CS 324: Data summarization

For this assignment, you will explore a dataset to see what you can uncover.

I have placed a copy of the dataset titled "census-income" in the directory /Accounts/courses/cs324/census-income/census-income.data. Note that the directory /Accounts may be hidden in Finder under OS X, but you can get there via a terminal window: just do a "cd /Accounts" and you'll be there. If you're determined to open it up in Finder, once you've navigated to the /Accounts directory, you can type

open .
(that's "open", followed by a period) which will pop that directory up in Finder. A dictionary for this dataset can be found in the file census-income.names, in the same directory. Your goal is to learn everything that you can about the dataset. Answer the following questions as a starting point, but you should dig further. What more can you discover? What might come up by looking at subgroups of people, rather than at the entire dataset?

Starting questions:

Your pain is understood

This dataset is something of a mess. However, it is no more of a mess than any other dataset I work with, and it is better than some! Data "cleansing" is typically the first step in working with a new dataset. You'll discover a number of aspects of how the data is stored that you may find frustrating. Take it in stride -- it's all part of the experience of dealing with data that someone created for some some other purpose. Similarly, the documentation can be interesting as well. Feel free to chat with each other about the layout either in person or on Piazza.

Programming environment

For this particular assignment, I will leave it entirely up to you what kind of tool you want to use to calculate your answers, so long as it is something that is installed on our departmental machines. You can do most of this work in a spreadsheet if you like, though you may find it cumbersome to deal with some of the idiosyncracies in the data. Spreadsheets don't deal with wackiness and exceptions very well, though.

R is a fantastic tool that will get the job done with much less coding than "general purpose" programming languages; if you want to learn some R programming, there are many great tutorials out there.

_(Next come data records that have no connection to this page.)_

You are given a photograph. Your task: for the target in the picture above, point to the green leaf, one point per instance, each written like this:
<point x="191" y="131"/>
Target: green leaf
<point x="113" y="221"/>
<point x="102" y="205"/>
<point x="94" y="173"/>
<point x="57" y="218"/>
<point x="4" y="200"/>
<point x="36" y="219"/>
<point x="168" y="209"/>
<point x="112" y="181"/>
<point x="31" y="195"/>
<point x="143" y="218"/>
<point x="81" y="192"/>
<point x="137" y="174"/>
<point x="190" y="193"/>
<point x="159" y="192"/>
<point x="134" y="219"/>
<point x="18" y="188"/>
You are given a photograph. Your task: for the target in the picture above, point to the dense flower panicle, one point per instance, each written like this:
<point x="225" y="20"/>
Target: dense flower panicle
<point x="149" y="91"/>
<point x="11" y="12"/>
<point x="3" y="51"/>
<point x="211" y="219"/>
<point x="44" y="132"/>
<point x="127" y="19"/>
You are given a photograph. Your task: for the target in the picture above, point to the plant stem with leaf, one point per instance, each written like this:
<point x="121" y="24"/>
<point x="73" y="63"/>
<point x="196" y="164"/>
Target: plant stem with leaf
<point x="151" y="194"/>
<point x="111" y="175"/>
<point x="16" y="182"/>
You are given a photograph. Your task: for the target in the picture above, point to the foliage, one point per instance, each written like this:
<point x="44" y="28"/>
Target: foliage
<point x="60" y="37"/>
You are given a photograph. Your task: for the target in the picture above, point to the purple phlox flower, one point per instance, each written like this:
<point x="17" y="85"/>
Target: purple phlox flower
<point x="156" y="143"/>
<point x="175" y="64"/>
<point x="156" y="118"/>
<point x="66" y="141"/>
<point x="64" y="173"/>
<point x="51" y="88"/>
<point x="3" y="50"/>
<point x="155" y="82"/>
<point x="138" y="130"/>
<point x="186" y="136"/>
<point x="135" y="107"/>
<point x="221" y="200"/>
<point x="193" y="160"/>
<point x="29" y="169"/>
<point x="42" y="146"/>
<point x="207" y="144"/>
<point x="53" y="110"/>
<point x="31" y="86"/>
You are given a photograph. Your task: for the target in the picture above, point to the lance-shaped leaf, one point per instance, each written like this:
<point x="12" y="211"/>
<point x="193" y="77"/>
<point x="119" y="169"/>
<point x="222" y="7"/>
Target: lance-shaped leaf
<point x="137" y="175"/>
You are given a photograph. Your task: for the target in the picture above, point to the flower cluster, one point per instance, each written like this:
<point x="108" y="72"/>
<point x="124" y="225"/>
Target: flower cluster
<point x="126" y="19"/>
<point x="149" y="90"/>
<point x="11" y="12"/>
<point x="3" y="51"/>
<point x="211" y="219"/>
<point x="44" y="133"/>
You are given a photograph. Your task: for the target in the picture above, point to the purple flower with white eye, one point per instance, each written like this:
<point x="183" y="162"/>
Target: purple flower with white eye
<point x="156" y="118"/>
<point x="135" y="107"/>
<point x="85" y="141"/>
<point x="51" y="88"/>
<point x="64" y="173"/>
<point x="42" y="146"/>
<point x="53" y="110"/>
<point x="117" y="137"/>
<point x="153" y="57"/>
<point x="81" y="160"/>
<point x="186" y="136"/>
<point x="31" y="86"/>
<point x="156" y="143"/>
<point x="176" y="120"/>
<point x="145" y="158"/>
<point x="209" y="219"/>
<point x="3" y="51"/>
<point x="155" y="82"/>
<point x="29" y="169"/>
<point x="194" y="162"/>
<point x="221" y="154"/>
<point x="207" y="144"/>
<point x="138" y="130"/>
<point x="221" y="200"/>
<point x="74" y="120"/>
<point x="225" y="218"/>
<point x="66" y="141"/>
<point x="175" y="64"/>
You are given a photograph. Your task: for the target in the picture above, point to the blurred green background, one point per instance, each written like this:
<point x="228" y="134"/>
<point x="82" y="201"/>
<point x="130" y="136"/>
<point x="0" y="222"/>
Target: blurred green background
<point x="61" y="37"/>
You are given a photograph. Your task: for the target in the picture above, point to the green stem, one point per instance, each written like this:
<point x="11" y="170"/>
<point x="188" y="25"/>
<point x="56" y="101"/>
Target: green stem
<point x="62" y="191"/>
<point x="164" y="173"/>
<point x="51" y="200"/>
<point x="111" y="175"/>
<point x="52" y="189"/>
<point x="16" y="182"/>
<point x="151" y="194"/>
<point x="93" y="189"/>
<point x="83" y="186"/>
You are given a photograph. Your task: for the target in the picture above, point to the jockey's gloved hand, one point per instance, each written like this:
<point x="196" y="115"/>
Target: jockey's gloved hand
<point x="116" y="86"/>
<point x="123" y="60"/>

Python, Java, or other general-purpose programming languages work too, and you're welcome to use them. Students have sometimes found in the past that Python runs too slowly for some of the assignments they use, and they instead use pypy. Pypy is an alternative Python programming environment that compiles your code, and it runs faster, It is installed on the department machines, and you are welcome to use it.

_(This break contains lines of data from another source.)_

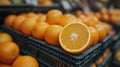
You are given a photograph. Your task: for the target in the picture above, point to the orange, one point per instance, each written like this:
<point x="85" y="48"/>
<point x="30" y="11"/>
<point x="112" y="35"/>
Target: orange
<point x="18" y="21"/>
<point x="87" y="20"/>
<point x="39" y="30"/>
<point x="9" y="19"/>
<point x="54" y="16"/>
<point x="5" y="65"/>
<point x="78" y="13"/>
<point x="41" y="18"/>
<point x="32" y="15"/>
<point x="107" y="28"/>
<point x="99" y="61"/>
<point x="98" y="15"/>
<point x="101" y="31"/>
<point x="51" y="34"/>
<point x="28" y="25"/>
<point x="75" y="38"/>
<point x="9" y="51"/>
<point x="47" y="3"/>
<point x="94" y="35"/>
<point x="4" y="37"/>
<point x="25" y="61"/>
<point x="68" y="18"/>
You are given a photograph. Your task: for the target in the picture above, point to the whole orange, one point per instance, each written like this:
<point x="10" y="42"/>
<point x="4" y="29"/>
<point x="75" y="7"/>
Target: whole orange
<point x="51" y="35"/>
<point x="25" y="61"/>
<point x="9" y="51"/>
<point x="4" y="37"/>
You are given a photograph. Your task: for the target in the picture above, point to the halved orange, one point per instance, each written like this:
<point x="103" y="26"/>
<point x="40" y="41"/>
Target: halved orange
<point x="107" y="27"/>
<point x="68" y="18"/>
<point x="87" y="20"/>
<point x="9" y="19"/>
<point x="75" y="38"/>
<point x="18" y="21"/>
<point x="94" y="35"/>
<point x="99" y="61"/>
<point x="39" y="30"/>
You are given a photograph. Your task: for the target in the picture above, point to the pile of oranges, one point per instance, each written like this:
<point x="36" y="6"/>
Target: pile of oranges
<point x="9" y="54"/>
<point x="105" y="15"/>
<point x="73" y="34"/>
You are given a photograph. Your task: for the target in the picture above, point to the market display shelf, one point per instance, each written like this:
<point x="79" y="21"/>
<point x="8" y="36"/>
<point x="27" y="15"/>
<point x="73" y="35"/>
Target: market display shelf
<point x="54" y="52"/>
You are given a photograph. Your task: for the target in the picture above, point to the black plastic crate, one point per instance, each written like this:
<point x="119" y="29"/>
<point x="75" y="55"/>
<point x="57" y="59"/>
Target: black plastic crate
<point x="106" y="62"/>
<point x="56" y="52"/>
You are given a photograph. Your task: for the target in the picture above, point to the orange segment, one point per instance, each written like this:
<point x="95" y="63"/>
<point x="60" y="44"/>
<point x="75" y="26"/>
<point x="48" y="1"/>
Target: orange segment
<point x="68" y="18"/>
<point x="99" y="61"/>
<point x="32" y="15"/>
<point x="18" y="21"/>
<point x="39" y="30"/>
<point x="54" y="16"/>
<point x="75" y="38"/>
<point x="51" y="34"/>
<point x="94" y="35"/>
<point x="94" y="65"/>
<point x="101" y="31"/>
<point x="9" y="20"/>
<point x="28" y="25"/>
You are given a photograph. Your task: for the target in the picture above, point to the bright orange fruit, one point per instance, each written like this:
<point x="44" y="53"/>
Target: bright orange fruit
<point x="51" y="35"/>
<point x="9" y="51"/>
<point x="54" y="16"/>
<point x="75" y="38"/>
<point x="101" y="31"/>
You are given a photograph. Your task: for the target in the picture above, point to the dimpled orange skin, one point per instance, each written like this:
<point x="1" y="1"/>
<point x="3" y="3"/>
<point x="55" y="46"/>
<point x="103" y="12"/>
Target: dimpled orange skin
<point x="51" y="35"/>
<point x="18" y="21"/>
<point x="9" y="20"/>
<point x="39" y="30"/>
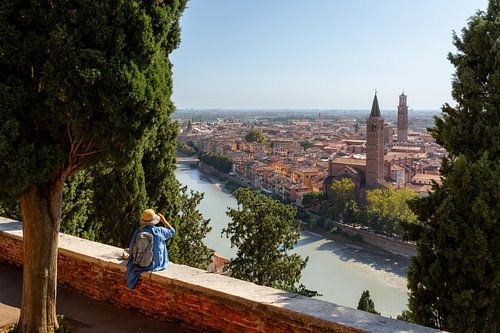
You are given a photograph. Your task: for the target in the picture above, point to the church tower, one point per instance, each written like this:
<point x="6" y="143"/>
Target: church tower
<point x="402" y="119"/>
<point x="374" y="146"/>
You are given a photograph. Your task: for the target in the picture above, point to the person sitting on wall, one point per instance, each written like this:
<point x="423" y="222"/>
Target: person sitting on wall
<point x="148" y="251"/>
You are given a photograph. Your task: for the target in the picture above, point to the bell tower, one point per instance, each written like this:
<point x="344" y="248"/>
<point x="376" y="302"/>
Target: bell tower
<point x="374" y="146"/>
<point x="402" y="119"/>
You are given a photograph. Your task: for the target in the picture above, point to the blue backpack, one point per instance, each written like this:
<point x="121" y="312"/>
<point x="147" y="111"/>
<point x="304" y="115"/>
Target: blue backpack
<point x="143" y="249"/>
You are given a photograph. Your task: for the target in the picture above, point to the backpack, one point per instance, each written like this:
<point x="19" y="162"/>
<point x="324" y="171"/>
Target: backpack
<point x="143" y="249"/>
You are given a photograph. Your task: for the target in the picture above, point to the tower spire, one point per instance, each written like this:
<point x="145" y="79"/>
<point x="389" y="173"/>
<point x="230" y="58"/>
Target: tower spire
<point x="375" y="108"/>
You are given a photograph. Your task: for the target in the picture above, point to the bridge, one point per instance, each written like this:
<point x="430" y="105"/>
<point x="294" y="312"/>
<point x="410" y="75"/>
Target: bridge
<point x="188" y="160"/>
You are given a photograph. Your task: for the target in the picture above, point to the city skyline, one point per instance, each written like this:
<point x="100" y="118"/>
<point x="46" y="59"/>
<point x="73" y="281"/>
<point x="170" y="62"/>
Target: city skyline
<point x="322" y="55"/>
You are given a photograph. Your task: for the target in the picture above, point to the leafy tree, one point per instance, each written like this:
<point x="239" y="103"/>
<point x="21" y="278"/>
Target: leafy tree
<point x="255" y="135"/>
<point x="352" y="213"/>
<point x="185" y="149"/>
<point x="187" y="247"/>
<point x="365" y="303"/>
<point x="306" y="144"/>
<point x="454" y="280"/>
<point x="264" y="231"/>
<point x="119" y="199"/>
<point x="81" y="81"/>
<point x="388" y="208"/>
<point x="77" y="216"/>
<point x="405" y="316"/>
<point x="218" y="161"/>
<point x="341" y="192"/>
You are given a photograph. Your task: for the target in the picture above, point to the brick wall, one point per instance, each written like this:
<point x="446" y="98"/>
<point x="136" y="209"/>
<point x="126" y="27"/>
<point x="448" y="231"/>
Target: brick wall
<point x="192" y="297"/>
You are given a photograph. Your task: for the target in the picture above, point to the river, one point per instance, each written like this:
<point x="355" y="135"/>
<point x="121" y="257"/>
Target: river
<point x="336" y="269"/>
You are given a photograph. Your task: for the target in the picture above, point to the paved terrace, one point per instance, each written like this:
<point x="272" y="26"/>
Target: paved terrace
<point x="84" y="313"/>
<point x="188" y="297"/>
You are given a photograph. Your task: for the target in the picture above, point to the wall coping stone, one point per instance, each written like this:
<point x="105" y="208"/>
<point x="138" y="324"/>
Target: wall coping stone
<point x="226" y="287"/>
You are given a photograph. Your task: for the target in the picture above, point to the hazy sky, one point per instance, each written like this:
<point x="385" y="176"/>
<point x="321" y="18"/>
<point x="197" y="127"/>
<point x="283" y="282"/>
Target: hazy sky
<point x="325" y="54"/>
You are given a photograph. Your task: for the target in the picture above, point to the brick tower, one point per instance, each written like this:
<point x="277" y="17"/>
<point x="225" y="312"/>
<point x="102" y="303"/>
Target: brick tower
<point x="402" y="119"/>
<point x="374" y="146"/>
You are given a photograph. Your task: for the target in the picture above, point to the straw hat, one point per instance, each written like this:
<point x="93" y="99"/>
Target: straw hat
<point x="149" y="217"/>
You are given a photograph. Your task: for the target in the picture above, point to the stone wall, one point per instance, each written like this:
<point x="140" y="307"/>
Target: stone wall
<point x="387" y="243"/>
<point x="192" y="297"/>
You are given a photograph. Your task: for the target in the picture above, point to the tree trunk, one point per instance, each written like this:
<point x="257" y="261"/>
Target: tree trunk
<point x="41" y="213"/>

Whatever you choose, though, you should use R for the page of scatterplots. It's actually quite common to use one programming language (such as Python) for data manipulation, and another (such as R) for doing analysis.

You should submit an electronic document describing what you discover. You can use whatever word processing / document publishing environment you like, but the results you produce should be easily readable by the grader. This does not need to be longer than page, but should be appropriately formatted and editied as if it were a writing assignment (which it is).

Important Warnings

DO NOT COPY THIS DATA TO YOUR DEPARTMENT HOME DIRECTORY.

All of your home directories live on a single department server. That server is somewhat short on space, and is also short on network bandwidth. This dataset is 100 megabytes. If all of you copy it to your home directory, we may blow out the server. If you're using the department computers to do this assignment, you should copy the file to the directory /tmp and work from there. The directory /tmp may be deleted regularly (you can't count on the file staying there), but you can always copy a new version back there whenever you get onto a lab machine. If you wish to copy this data for use at home, you can install a secure copy program onto your machine and connect via skittles, one of the department servers.

Do not run your code on skittles, prism, or any other department servers. Your program will require a lot of memory, and you'll be a "bad department citizen" if you use a department server's resources for this purpose. Use one of the lab machines or you own computer.

Be smart about how you write your code. In the past, some students have tried to do this assignment without paying attention to how memory is allocated, how lists are implemented, etc. If you load your data into memory structures that grow dynamically as the program runs, you may find that it runs terribly slow. You should be particularly careful about this if you are using a language that makes list processing "brain-dead" easy: make sure you understand how those lists are working under the hood. You should make your program read all the data first and make sure that you can do it efficiently before coding up the rest of the things that you want to do.

Sample R code

Here is some R code I wrote to generate some scatterplots. R is installed on our department systems, and you are welcome to install it on your own machine if you wish. If you use this code or some variation thereof, you should turn in with your assignment an annotated version of this code where you add a comment for each line describing what it does. (That's why I've intentionally left comments out!)

census.data <- read.csv('/tmp/census-income.data',header=FALSE)
contcols <- c(1,31,40)
rows.to.plot <- census.data[sample(1:nrow(census.data),1000),]

quartz()
pairs(rows.to.plot[,contcols])

png("plotfile.png")
pairs(rows.to.plot[,contcols])
dev.off()

Grading

The important part of this assignment is answering the bulleted questions above in your writeup correctly, along with turning in your code / spreadsheet / whatever that shows you you did it. You also need to indicate at least one sort of relationship you find in the data that isn't immediately obvious from the above questions. The readability and efficiency of the code or spreadsheet that you submit matters as well.